@belarophontes
|
10
kral kim?
Elinden damlayan sular zemine bir leke gibi düşüyordu. Ölüyor gibi hissediyordu. Arada kafasını suyun içine sokuyor. Nefes alamayacağını anladığında yeniden çıkarıyordu. Ben demişti. Yirmi yıldır güneşi görmüyorum.

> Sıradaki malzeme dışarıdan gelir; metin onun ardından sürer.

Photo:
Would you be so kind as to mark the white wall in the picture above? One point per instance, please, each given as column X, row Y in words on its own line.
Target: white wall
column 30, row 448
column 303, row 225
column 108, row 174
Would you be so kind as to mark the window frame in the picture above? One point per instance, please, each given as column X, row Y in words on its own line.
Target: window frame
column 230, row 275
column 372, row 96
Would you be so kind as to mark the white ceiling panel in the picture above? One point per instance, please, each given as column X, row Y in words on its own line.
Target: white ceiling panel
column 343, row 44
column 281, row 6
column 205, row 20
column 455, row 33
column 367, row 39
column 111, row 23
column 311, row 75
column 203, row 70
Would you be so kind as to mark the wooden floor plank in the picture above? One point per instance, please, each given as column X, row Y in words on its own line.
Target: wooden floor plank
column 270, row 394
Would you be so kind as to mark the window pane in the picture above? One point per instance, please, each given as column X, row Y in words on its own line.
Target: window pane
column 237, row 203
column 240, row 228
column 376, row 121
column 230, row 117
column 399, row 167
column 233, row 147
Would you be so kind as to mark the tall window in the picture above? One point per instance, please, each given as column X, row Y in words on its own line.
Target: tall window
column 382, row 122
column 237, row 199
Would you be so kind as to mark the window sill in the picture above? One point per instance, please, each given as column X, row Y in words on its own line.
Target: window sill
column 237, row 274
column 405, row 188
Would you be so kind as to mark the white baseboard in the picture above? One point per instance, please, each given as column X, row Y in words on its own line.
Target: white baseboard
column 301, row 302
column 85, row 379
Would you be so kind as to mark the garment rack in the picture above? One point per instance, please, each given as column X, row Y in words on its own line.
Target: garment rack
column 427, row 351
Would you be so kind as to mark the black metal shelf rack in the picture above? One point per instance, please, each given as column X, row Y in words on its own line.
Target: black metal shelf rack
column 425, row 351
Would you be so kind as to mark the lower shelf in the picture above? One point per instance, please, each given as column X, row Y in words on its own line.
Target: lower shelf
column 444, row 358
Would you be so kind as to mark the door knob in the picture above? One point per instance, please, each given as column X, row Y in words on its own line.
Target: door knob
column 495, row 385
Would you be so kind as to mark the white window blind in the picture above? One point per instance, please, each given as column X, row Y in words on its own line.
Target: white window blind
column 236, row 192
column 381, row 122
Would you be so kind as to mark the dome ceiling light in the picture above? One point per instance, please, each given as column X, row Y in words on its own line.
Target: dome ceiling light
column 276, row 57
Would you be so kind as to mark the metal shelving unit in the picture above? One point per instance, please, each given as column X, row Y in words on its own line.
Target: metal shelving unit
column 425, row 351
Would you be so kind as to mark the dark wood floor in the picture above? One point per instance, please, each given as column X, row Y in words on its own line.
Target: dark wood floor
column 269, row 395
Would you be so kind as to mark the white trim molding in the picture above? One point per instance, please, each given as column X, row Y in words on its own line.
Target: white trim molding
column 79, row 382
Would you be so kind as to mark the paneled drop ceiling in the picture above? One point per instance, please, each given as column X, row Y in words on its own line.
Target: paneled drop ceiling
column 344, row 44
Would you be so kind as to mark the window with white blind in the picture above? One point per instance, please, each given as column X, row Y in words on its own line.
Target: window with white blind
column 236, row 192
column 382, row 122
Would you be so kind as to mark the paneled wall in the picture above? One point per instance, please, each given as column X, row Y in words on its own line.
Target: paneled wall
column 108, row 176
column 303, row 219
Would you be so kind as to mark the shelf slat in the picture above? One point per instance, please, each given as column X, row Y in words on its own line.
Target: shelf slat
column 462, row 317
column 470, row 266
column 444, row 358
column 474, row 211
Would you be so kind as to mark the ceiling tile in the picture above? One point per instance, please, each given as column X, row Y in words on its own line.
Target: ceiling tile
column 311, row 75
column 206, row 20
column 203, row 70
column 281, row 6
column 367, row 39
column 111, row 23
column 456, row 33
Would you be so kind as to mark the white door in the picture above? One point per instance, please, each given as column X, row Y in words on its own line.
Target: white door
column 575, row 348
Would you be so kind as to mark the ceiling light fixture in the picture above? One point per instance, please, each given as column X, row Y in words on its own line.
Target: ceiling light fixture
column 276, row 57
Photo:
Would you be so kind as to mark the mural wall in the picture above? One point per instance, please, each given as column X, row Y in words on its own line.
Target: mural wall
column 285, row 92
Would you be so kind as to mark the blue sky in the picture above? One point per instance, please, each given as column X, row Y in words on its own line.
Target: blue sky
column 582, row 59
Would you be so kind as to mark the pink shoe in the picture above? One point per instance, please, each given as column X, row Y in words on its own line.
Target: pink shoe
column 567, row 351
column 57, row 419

İçeri girmesini ve uyumasını beklemişti evden gitmesi için. Birkaç gündür üzerine yüklenen yüklerden dolayı uyuması zorlaşmıştı zaten. Hep zayıf çelimsiz bir kız çocuğuydu. Şimdi yaşı 30'a yakındı ama hala öyleydi sanki. Öyle hissediyordu. Onu kanatları altına almak istiyordu. Küvetin karşısındaki televizyonda Sonya'nın bulunan cesedi ile ilgili birkaç haber vardı. Onların bile sesini kısmıştı. O cümle zihninden çıkmıyordu. "Öhö." dedi içeri giren Şahin.
"Bir kıyafetlerle küvete girmediğin kalmıştı. Son zamanlarda bu zengin depresyonlarına iyice alıştın." Elindeki çay tabağını altından tutmuş o şekilde ağzına götürüyordu çayı. "Sen burada mı uyudun?"

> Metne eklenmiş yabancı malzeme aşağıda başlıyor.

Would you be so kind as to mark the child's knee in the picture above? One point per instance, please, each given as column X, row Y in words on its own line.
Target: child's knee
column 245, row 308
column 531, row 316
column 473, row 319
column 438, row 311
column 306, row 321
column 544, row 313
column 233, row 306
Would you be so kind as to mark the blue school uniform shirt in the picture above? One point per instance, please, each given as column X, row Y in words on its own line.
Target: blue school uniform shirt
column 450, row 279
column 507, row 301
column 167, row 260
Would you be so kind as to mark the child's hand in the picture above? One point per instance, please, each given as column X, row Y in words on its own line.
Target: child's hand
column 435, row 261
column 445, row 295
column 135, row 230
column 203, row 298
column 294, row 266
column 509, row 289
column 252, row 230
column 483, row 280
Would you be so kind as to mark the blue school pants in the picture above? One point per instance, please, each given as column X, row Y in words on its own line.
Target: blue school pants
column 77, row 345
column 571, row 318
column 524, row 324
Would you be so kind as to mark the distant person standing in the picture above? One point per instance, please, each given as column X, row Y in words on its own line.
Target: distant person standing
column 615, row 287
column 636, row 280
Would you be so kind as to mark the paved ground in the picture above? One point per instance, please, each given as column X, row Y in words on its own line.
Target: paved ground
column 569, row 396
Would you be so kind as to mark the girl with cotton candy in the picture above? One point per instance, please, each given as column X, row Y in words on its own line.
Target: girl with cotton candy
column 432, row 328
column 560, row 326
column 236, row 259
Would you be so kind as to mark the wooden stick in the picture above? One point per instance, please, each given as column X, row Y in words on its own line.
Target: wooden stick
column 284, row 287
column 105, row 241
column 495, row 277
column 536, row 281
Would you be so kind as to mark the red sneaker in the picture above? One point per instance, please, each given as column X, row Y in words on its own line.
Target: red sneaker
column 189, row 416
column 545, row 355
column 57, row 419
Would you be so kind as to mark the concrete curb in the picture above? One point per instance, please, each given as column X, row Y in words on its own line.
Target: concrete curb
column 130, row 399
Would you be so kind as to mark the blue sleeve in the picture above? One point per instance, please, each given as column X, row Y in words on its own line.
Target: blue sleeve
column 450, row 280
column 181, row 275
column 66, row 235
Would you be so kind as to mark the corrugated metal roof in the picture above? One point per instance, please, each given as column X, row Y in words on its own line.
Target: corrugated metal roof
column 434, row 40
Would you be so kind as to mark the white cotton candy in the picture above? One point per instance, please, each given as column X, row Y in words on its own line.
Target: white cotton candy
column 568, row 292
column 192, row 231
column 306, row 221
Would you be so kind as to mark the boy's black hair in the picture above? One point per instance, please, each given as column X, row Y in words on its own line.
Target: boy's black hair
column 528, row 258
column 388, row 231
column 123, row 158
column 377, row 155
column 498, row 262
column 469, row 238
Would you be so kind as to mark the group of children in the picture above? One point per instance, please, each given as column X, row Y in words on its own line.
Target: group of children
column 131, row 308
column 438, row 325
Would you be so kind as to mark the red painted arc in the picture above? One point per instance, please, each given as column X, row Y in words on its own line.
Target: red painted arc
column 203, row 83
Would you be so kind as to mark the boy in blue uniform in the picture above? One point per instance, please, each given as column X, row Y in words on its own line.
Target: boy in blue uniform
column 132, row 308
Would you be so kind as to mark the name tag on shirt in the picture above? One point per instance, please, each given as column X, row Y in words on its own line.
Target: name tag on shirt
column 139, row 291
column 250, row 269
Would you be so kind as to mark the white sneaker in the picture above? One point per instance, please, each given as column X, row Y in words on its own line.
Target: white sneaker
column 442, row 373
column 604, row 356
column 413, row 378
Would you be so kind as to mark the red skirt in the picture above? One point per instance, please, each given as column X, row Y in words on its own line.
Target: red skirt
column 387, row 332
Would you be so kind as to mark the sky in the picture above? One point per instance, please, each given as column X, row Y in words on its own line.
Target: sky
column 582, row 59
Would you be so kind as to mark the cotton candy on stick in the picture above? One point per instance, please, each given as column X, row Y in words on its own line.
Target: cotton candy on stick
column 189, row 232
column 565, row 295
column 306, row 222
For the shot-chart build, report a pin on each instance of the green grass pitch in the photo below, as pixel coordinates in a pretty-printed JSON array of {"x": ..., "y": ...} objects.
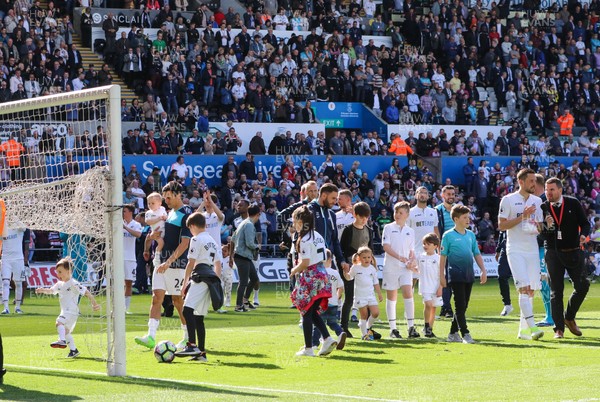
[{"x": 252, "y": 357}]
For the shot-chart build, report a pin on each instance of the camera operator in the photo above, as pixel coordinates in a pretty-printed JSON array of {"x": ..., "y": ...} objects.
[{"x": 232, "y": 142}]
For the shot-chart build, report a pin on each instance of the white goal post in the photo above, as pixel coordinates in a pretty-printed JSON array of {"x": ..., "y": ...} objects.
[{"x": 60, "y": 173}]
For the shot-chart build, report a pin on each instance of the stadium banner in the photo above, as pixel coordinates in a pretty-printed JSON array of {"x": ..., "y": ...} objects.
[
  {"x": 43, "y": 274},
  {"x": 482, "y": 131},
  {"x": 245, "y": 131},
  {"x": 151, "y": 33},
  {"x": 270, "y": 270},
  {"x": 452, "y": 167},
  {"x": 275, "y": 269},
  {"x": 210, "y": 167},
  {"x": 349, "y": 115}
]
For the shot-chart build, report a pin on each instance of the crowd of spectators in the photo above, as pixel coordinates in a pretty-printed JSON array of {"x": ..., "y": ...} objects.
[{"x": 542, "y": 61}]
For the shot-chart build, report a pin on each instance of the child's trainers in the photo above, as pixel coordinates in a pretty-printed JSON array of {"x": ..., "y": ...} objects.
[
  {"x": 468, "y": 339},
  {"x": 199, "y": 358},
  {"x": 328, "y": 346},
  {"x": 73, "y": 354},
  {"x": 454, "y": 338},
  {"x": 188, "y": 350},
  {"x": 60, "y": 344},
  {"x": 428, "y": 333},
  {"x": 413, "y": 333},
  {"x": 306, "y": 352},
  {"x": 147, "y": 341},
  {"x": 395, "y": 334},
  {"x": 524, "y": 334},
  {"x": 536, "y": 333},
  {"x": 341, "y": 341}
]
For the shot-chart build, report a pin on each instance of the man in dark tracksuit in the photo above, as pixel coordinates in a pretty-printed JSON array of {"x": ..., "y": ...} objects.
[{"x": 504, "y": 274}]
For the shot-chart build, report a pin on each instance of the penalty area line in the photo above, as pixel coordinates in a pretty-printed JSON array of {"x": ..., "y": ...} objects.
[{"x": 200, "y": 383}]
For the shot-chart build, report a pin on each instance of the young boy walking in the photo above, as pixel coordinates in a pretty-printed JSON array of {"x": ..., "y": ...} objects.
[{"x": 459, "y": 247}]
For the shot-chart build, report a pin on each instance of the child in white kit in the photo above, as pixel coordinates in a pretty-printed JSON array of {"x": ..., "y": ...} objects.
[
  {"x": 366, "y": 283},
  {"x": 226, "y": 277},
  {"x": 69, "y": 291},
  {"x": 429, "y": 281},
  {"x": 155, "y": 218}
]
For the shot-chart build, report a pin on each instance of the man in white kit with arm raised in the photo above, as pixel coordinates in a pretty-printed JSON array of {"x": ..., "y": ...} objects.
[
  {"x": 423, "y": 220},
  {"x": 521, "y": 216}
]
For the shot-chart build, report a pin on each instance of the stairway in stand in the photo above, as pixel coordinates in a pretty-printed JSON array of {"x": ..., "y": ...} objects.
[{"x": 89, "y": 57}]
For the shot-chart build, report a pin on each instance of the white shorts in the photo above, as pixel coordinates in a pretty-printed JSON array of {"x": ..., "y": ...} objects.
[
  {"x": 395, "y": 278},
  {"x": 68, "y": 320},
  {"x": 365, "y": 301},
  {"x": 525, "y": 268},
  {"x": 130, "y": 267},
  {"x": 198, "y": 298},
  {"x": 14, "y": 269},
  {"x": 171, "y": 281},
  {"x": 437, "y": 301}
]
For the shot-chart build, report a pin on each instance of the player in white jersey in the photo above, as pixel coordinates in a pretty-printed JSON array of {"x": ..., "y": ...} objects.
[
  {"x": 345, "y": 216},
  {"x": 521, "y": 216},
  {"x": 200, "y": 273},
  {"x": 226, "y": 277},
  {"x": 131, "y": 231},
  {"x": 423, "y": 220},
  {"x": 398, "y": 241},
  {"x": 69, "y": 291},
  {"x": 13, "y": 265},
  {"x": 214, "y": 220},
  {"x": 155, "y": 217},
  {"x": 366, "y": 283}
]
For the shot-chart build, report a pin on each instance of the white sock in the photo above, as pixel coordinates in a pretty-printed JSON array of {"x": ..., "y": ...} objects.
[
  {"x": 185, "y": 334},
  {"x": 526, "y": 309},
  {"x": 370, "y": 322},
  {"x": 70, "y": 342},
  {"x": 362, "y": 324},
  {"x": 390, "y": 309},
  {"x": 409, "y": 312},
  {"x": 256, "y": 296},
  {"x": 522, "y": 323},
  {"x": 5, "y": 292},
  {"x": 18, "y": 294},
  {"x": 153, "y": 326}
]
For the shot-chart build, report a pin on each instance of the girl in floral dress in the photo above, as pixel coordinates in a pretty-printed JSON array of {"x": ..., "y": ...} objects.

"Ben bugün hiç uyumadım." dedi 68.
"Ya ben de aşıktım ama uyuyordum be oğlum. Yani dağ falan del, ne biliyim delir falan ama uyu." dedi ve ekledi. "Gerçi artık onlar klişe. Maralım burayı niye deldin karbon ayak izinin anasını siktin falan der. Hiç olmaz bak."
"Şahin taşağını başka yerde geç. Başım zonkluyor."
"Ağrı kesici üretildi baya da oluyor. Siz katillere henüz gelmedi mi?" Hayalet ellerini iki yana koyarak kendini pantolonu ile saldığı sudan kalktı. "Uyumam lazım sanırsam."
"Vallahi bozuk katil günde bir kere doğruyu gösterirmiş."
"Çekip vururum şimdi seni." dedi tıslar gibi Hayalet.
"Vereceğim haberden sonra mı?" Hayalet beline doladığı havlu ile Şahin'e döndü. "Evin önündeki adamlardan birinin verdiği bilgiye göre bu geceki yardım ödülleri gecesine davetli bizim gazeteci."
Hayalet elindeki küçük havlu ile saçlarını kurularken homurdandı. "Biliyorum. Cihan Merza'nın davetlilerinden hatta. Liste de görmüştüm."
"Cihan mı?" dedi keyifli bir sesle Şahin. "Toygar'la gidiyor." Hayalet baktığı boy aynasında eğildiği görüntüsünün keskinleştiğini görür görmez ardındaki Şahin'e baktı. "Siktir oradan vurdurma bana onu."
"Senin gazeteciyle bunlar KGY'yi kurmadan bir restoran da tanışıyorlar. Toygar bayılıyor seninkine ama o gece bir kaza yapıyor bu. Birini eziyor ve kaçıyor. Maral da bunu görüyor, yardım falan çağırıyor. Bu itte babasından köpek gibi korkuyor. Maral da söyler falan diye arkadaş oluyorlar bunlar. Maral'ın zoruyla ezdiği kişiye aylık para yolluyor şu an."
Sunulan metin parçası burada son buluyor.